Lustenberger Sven, Atila Cihan, Baumgartner Juliana, Monnerat Sophie, Beck Julia, Santos de Jesus Joyce, Christ-Crain Mirjam
Department of Endocrinology, Diabetology and Metabolism, University Hospital Basel, Basel 4031, Switzerland.
Department of Clinical Research, University Hospital Basel, University of Basel, Basel 4031, Switzerland.
Eur J Endocrinol. 2025 Mar 27;192(4):437-444. doi: 10.1093/ejendo/lvaf058.
Distinguishing arginine vasopressin (AVP) deficiency from primary polydipsia remains challenging. While hypertonic saline-stimulated copeptin testing offers high diagnostic accuracy, it is complex and limited to specialized centers. Intravenous urea is known to stimulate AVP secretion, but the effect of oral urea on copeptin levels is unknown.
Twenty-two healthy adults were included in a randomized, double-blind, placebo-controlled cross-over trial receiving a single dose of urea (0.5 g/kg; minimum 30 g, maximum 45 g) and placebo. Serum copeptin was measured at 30-min intervals for 2.5 h. In a second step, 13 patients with AVP-deficiency and 13 patients with primary polydipsia were included in an open-label pilot study, receiving urea only. The primary endpoint was maximum copeptin within 150 min.
In healthy adults, median [IQR] copeptin significantly increased from 4.6 [3.0-5.7] pmol/L at baseline to a maximum of 10.1 [7.2-11.6] pmol/L at 120 min after ingestion of urea, while it remained stable at 3.8 [2.9-6.6] pmol/L after placebo intake (P < .001). In patients with AVP-deficiency, copeptin remained below detection limit throughout the test, while in patients with primary polydipsia the peak was seen 150 min after ingestion of urea at 7.4 pmol/L [4.3, 10.3]. The best copeptin cut-off for differentiating AVP-deficiency from primary polydipsia was 3.5 pmol/L after 120 min, with 93% sensitivity and specificity.
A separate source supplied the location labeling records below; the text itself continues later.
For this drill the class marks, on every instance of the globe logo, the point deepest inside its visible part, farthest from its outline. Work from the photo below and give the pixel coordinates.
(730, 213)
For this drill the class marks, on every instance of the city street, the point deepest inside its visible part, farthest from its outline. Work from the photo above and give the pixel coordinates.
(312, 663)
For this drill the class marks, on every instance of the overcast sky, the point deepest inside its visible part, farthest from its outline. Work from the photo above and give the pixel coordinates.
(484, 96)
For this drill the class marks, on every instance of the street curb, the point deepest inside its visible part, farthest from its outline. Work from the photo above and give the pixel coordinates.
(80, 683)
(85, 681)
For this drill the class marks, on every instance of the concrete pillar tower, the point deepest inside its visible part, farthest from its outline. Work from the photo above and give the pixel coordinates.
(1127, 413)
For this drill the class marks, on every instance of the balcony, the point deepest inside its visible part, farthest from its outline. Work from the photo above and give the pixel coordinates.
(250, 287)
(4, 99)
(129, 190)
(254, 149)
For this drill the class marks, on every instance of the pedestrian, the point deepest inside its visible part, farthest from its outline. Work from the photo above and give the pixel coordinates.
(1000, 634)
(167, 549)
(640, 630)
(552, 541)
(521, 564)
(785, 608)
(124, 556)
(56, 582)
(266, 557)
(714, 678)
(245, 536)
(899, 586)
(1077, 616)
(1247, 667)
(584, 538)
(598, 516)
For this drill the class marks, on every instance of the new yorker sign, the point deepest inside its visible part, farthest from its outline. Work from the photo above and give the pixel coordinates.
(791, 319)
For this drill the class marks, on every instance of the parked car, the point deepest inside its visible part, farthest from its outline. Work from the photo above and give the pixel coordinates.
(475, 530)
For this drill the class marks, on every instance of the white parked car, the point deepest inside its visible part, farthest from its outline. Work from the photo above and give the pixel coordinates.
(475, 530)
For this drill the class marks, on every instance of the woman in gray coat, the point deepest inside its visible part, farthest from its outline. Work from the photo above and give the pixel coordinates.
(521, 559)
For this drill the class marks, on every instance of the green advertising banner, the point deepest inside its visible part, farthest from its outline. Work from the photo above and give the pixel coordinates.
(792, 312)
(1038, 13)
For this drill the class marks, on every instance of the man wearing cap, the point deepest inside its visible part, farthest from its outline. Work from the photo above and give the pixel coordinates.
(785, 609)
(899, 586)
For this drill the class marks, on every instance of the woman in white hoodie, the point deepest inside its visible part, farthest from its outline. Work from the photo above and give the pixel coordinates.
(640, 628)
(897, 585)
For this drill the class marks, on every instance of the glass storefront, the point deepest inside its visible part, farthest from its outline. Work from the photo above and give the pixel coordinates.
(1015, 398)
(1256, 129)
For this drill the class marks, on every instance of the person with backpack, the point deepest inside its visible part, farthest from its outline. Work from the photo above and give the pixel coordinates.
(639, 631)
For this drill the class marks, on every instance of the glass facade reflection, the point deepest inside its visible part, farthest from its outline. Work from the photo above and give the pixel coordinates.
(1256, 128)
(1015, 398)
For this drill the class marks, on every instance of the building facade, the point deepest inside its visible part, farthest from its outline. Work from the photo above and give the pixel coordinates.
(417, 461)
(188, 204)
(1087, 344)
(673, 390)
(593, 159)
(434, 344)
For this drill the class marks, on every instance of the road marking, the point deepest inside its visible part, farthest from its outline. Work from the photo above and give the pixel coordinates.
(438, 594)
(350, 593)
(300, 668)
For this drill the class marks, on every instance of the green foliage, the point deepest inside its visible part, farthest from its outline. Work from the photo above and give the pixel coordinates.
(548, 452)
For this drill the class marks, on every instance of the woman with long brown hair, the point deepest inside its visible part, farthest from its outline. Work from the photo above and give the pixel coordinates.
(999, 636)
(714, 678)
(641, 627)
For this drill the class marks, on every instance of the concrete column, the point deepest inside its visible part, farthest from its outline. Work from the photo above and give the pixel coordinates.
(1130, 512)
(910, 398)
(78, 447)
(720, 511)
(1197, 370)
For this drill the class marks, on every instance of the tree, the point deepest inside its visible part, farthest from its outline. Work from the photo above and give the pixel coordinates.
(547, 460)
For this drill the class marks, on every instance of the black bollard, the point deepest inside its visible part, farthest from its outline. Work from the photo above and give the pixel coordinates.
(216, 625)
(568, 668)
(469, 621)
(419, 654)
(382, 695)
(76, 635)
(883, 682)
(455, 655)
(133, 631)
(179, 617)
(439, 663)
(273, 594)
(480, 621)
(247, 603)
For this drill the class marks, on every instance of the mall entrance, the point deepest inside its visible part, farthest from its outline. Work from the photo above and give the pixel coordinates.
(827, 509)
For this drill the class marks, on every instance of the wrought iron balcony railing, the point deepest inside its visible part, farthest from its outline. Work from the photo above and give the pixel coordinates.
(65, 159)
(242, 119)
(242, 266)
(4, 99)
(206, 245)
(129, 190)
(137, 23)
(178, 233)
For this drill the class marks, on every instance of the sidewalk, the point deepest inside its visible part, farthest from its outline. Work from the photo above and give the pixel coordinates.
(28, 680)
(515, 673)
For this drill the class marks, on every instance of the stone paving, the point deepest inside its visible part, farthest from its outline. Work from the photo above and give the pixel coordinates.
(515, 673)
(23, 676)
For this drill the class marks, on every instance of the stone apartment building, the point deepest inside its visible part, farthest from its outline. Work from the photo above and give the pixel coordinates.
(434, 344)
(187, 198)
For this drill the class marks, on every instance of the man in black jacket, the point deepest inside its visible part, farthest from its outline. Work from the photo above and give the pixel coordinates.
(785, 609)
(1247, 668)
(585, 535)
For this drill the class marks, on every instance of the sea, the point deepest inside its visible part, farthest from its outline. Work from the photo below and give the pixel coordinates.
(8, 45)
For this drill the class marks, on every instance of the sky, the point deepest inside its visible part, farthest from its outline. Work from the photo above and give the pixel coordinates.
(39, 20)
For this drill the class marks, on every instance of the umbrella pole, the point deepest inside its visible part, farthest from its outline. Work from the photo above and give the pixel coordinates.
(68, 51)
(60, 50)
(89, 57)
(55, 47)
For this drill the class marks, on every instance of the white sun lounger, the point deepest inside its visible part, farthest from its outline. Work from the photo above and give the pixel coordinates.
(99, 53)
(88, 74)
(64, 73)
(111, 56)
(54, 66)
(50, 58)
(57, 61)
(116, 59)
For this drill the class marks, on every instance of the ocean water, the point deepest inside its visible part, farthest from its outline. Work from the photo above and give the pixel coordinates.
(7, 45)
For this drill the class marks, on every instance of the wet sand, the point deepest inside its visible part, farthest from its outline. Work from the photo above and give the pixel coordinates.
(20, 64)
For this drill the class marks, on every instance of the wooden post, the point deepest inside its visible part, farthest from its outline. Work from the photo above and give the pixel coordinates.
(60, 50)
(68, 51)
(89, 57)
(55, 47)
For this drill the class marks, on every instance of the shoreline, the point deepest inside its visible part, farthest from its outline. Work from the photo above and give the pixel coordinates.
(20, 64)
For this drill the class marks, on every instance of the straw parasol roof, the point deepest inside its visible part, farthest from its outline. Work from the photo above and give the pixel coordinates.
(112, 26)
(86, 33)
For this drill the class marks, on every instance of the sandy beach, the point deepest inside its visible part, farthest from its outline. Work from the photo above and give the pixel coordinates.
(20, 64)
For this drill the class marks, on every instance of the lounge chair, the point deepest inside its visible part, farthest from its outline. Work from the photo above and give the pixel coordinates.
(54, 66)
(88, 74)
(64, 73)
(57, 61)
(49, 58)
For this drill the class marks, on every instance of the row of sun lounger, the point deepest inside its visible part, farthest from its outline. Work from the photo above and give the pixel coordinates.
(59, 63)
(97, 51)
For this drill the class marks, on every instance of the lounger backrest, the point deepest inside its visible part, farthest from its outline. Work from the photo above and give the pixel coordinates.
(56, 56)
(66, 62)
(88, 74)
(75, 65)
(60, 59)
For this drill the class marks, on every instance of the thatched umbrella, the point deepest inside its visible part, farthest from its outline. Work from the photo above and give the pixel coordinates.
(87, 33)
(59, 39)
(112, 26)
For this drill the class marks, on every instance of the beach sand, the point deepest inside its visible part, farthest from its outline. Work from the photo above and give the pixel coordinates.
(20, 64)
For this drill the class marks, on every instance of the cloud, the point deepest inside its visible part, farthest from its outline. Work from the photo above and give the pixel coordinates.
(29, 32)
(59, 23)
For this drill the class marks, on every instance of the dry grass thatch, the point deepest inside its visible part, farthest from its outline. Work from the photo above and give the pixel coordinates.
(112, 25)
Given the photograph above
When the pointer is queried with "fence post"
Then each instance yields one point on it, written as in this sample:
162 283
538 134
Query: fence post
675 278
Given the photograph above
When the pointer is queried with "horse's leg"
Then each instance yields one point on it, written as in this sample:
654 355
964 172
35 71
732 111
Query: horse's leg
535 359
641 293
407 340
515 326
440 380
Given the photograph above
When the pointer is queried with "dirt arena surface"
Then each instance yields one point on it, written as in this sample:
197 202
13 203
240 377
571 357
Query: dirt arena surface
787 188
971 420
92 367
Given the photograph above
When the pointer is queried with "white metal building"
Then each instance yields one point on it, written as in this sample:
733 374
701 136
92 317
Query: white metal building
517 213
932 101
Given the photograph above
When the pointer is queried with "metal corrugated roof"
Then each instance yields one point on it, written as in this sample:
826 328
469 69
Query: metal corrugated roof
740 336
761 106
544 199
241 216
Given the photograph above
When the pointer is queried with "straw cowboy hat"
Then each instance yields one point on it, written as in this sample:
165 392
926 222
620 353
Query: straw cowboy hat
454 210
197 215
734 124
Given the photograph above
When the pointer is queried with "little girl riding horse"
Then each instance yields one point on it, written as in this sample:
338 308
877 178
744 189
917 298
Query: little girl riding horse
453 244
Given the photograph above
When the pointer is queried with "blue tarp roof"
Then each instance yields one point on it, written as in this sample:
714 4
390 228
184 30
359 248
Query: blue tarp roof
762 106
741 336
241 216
Oral urea stimulates copeptin in healthy adults and patients with primary polydipsia, but not in patients with AVP-deficiency, establishing the first oral copeptin-based test in differentiating primary polydipsia from AVP-deficiency.
区分精氨酸加压素(AVP)缺乏症与原发性烦渴仍然具有挑战性。虽然高渗盐水刺激的 copeptin 检测具有较高的诊断准确性,但它操作复杂且仅限于专业中心。已知静脉注射尿素可刺激 AVP 分泌,但口服尿素对 copeptin 水平的影响尚不清楚。
22 名健康成年人纳入一项随机、双盲、安慰剂对照的交叉试验,接受单剂量尿素(0.5 g/kg;最小 30 g,最大 45 g)和安慰剂。在 2.5 小时内每隔 30 分钟测量血清 copeptin。第二步,13 名 AVP 缺乏症患者和 13 名原发性烦渴患者纳入一项开放标签的初步研究,仅接受尿素。主要终点是 150 分钟内的最大 copeptin。
在健康成年人中,copeptin 的中位数[四分位间距]从基线时的 4.6[3.0 - 5.7]pmol/L 显著增加至摄入尿素后 120 分钟时的最高 10.1[7.2 - 11.6]pmol/L,而服用安慰剂后则稳定在 3.8[2.9 - 6.6]pmol/L(P < 0.001)。在 AVP 缺乏症患者中,整个测试过程中 copeptin 仍低于检测限,而在原发性烦渴患者中,摄入尿素后 150 分钟时出现峰值,为 7.4 pmol/L[4.3, 10.3]。区分 AVP 缺乏症与原发性烦渴的最佳 copeptin 临界值为 120 分钟后 3.5 pmol/L,敏感性和特异性均为 93%。
口服尿素可刺激健康成年人及原发性烦渴患者的 copeptin,但对 AVP 缺乏症患者无此作用,从而建立了首个基于口服 copeptin 的区分原发性烦渴与 AVP 缺乏症的检测方法。